Heavenly Creatures is brilliant, in part, because it seems to realize what Auden realized a long time ago. The reason why the last fifteen minutes all count is because you realize as you watch, or, if you’re as unobservant as I am, you realize after the movie is over that Honora Rieper is taking her last bites of food. There’s an especially poignant—devastating is a better word—moment towards the end where Pauline, Juliet, and Honora are in that tea shop eating a little cake. There’s one slice left. And Pauline offers it to her mother in what is the last kind and brutal gesture she will ever make to her. Her mother demurs because she’s “watching her figure.” And your brain is going off (mine wasn’t…I mean, it was, but not the way yours is) and Pauline is insisting that Honora treat herself and eventually Honora smiles and chuckles a little bit nervously a little bit guiltily and she allows herself this last treat. It’s her last Communion, except she hasn’t got the foresight to realize that she hasn’t even cast Judas Iscariot out of the attic just yet. Meanwhile, the audience is sitting there thinking that she could eat a banana split and not gain an ounce.

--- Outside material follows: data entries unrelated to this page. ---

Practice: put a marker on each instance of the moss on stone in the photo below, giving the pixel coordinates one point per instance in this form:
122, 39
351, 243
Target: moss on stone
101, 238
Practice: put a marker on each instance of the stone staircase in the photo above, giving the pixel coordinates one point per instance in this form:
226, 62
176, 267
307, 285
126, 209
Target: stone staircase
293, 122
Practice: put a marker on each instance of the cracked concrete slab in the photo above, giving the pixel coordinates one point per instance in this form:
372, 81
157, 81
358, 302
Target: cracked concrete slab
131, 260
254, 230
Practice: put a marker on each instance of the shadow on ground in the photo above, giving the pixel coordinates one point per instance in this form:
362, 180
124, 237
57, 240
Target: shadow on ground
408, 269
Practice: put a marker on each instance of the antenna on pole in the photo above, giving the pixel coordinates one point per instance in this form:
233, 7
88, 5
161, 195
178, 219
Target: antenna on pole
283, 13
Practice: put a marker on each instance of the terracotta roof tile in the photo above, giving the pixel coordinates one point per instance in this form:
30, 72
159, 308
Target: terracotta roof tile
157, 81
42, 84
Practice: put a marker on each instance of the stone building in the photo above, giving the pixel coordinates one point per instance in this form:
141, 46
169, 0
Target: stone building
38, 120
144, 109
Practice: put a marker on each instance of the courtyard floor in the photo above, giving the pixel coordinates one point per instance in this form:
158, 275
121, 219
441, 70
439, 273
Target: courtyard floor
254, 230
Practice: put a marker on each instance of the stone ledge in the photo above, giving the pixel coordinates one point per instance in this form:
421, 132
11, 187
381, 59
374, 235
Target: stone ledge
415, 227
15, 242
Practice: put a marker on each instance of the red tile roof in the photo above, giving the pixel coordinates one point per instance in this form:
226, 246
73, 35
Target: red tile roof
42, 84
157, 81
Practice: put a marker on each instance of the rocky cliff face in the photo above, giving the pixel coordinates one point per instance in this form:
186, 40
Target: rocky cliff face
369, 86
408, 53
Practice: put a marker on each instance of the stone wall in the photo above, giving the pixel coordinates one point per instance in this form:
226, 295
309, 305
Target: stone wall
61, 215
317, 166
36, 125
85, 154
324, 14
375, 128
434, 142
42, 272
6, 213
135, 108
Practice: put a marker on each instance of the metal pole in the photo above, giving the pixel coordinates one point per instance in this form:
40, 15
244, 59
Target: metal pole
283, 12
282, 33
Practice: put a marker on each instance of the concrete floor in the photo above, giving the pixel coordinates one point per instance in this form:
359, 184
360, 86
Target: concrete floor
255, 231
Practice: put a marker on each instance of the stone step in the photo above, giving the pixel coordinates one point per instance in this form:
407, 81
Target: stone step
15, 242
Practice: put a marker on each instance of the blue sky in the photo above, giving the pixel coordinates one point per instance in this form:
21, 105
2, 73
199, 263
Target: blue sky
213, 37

So you’re counting Honora’s steps at the end. You’re saying, “Is this the last time that she’s going to speak? Slip? Scold? Can Pauline and Juliet possibly go through with this?” And the answer is a resounding and horrifying yes. It’s one of the most difficult on-screen murders I’ve ever seen. And it’s stuck with that class. This one is a true jawdropper.

We all remember this one. I shared another class in the English major with a couple of the kids who were in the film class, and before class one day one girl was saying to the other (paraphrased):

“So I met this little girl who was saying that she and her best friend like to go to a fantasy world that only they can go into and all I could think was, ‘No, I know how this ends! Don’t do it!’”

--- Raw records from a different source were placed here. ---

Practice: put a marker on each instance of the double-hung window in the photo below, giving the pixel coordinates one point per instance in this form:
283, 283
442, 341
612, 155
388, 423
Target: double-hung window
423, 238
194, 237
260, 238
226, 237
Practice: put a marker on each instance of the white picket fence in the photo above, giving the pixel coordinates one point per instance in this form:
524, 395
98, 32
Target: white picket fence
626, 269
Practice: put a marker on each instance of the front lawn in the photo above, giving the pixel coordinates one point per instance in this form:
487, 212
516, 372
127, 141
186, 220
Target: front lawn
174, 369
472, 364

It’s one of the most difficult movies to watch that I’ve ever finished watching. It’s an immensely rewarding one as well, from several theoretical viewpoints. I remember my budding post-structuralist making a list of all of the names that Pauline and Juliet go by over the course of the film and seeing it as evidence for the folly of trying to pin down one identity as definitive or trying to privilege that identity, substantial proof for the fractal fractured human. And from a feminist standpoint, it provides a fascinating and productive text to put alongside Adrienne Rich’s “Compulsory Heterosexuality and Lesbian Existence.” Yet from the perspective of a pedestrian moviegoer, a perspective I’ve tried not to lose in my own cold-blooded descent into pretentious dissociation, I can’t help but feel how haunting this film is. How watching it the second time, knowing everything that’s coming, knowing how everything turns out doesn’t seem to keep the horror from bubbling.

It’s not the quintessential jawdropper, really. I think the first viewing of Inception or Avatar or Vertigo probably fits that word better. But I can’t forget that feeling of clawing defeatedness that stuck on me after seeing that movie for the first time. And from what I can tell, none of the other people I watched it with could themselves.